= Osteria del Cappello =

Hotel and restaurant in Bologna, Italy

The "Osteria Del Cappello" (lit. Inn of the Hat) or "Al Cappello Rosso" (lit. to the Red Hat) is an osteria and it is one of the oldest inns in Bologna in Italy, and it is still active today as a hotel and as a restaurant serving food and drinks. It is located in Via de’ Fusari, near Piazza Maggiore.

==History==
The Bolognese historical archives, mention a "Hosteria del Cappello" in 1375. This Hosteria could have changed location many times until 1700. In fact the locations were not property of the host and, often, the symbol of the inn remained the same even though its location had changed. The current location of the Hostaria dates back to 1652, when host Domenico Simoncini decided to place the inn in Via de’ Fusari.
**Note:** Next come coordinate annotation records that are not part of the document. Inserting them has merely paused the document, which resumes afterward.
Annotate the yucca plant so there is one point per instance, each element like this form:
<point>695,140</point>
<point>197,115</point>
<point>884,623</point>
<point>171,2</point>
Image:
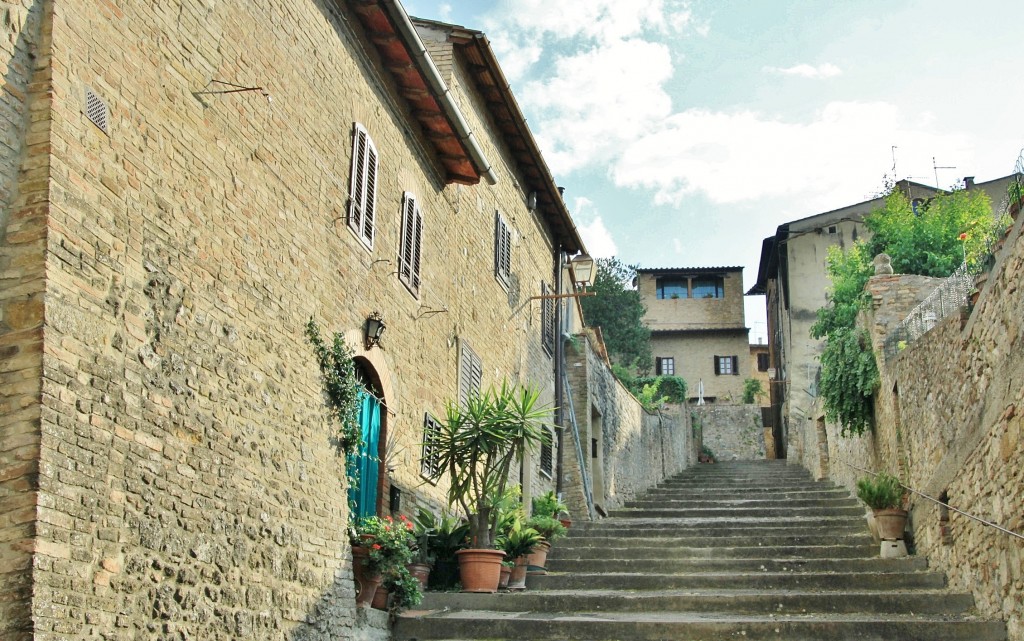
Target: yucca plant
<point>478,443</point>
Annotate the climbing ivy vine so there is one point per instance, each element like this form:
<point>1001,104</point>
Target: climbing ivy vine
<point>340,383</point>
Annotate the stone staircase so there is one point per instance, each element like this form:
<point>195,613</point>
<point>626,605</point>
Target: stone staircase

The name comes from the sign: almost any kind of object, typically bells, keys, crowns, and hats (like in this case) could appear on a sign of an Italian tavern.
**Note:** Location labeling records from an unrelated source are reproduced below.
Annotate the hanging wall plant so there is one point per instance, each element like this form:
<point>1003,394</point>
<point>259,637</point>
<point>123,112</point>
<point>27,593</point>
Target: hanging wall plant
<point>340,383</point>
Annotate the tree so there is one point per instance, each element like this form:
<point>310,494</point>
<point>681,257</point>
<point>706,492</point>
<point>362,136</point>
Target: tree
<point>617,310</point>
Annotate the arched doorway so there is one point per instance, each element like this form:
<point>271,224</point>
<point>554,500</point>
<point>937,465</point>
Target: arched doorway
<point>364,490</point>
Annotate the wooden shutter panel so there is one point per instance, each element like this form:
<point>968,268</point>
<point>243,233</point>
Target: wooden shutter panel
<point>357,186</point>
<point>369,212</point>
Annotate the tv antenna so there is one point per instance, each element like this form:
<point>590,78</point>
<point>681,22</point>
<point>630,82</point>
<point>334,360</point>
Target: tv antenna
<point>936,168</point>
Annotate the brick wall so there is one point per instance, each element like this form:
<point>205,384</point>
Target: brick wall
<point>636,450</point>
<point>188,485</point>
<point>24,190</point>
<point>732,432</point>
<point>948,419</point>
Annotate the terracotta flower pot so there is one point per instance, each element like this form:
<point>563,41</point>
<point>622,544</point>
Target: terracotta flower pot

The hat of this Osteria, decorated with ribbons, was clearly linked to the Church, since it could represent the one of a prior or archbishop. This detail determined the colour of the banner, red, which was intended to remind the clergy of their willingness to shed their own blood for the Church.
In the 15th century, Bologna's bishop Niccolò Albergati had already stated the importance of this tavern, also used as the only place, at the time located outside the city's walls, where the Jews who happened to pass through the city could stay.
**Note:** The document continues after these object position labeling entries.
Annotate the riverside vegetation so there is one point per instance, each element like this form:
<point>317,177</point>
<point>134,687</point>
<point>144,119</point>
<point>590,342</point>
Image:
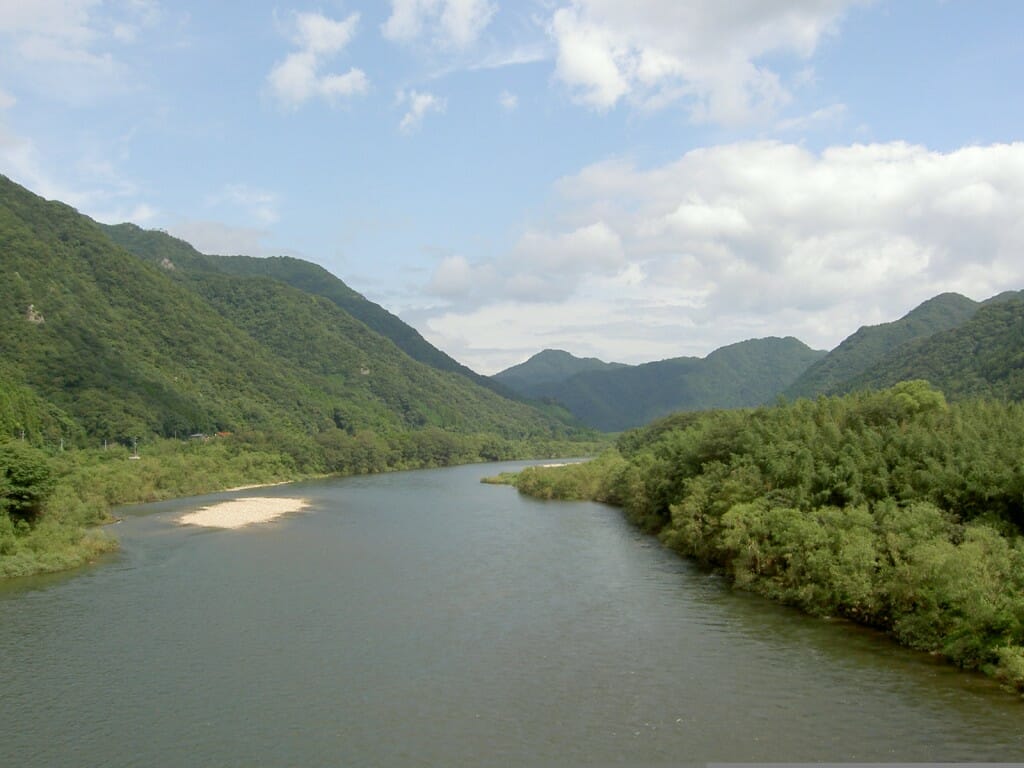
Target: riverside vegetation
<point>51,500</point>
<point>112,335</point>
<point>894,509</point>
In 1712, the Bolognese engraver Giuseppe Maria Mitelli included the Hostaria in the "Giuoco nuovo di tutte le osterie che sono in Bologna", with the same logo as nowadays. The sign of the tavern in the game occupies box #41, followed by the description of the tavern as a place where it is possible to eat "good partridges" finely larded, together with "croutons". The Osteria Del Cappello, together with the Osteria del Sole are the only inns of this old game to be still active in Bologna.

==See also==
- Bologna
- Piazza Maggiore
- Trattoria
- Osteria
- Niccolò Albergati

==Bibliography==

- Rezio Buscaroli, Agostino e Giuseppe Maria Mitelli, catalogo delle loro stampe nella Raccolta Gozzadini nella Biblioteca Comunale dell’Archiginnasio in Bologna, Zanichelli, Bologna 1931.
- Giuseppe Guidicini, Cose notabili della città di Bologna, ossia, Storia cronologica de' suoi stabili sacri, pubblici e privati, Forni, Sala Bolognese,1980
- Giancarlo Roversi, (a cura di), Bologna Ospitale. storia e storie degli alberghi della città dal Medioevo al Novecento, Costa, Bologna 2004.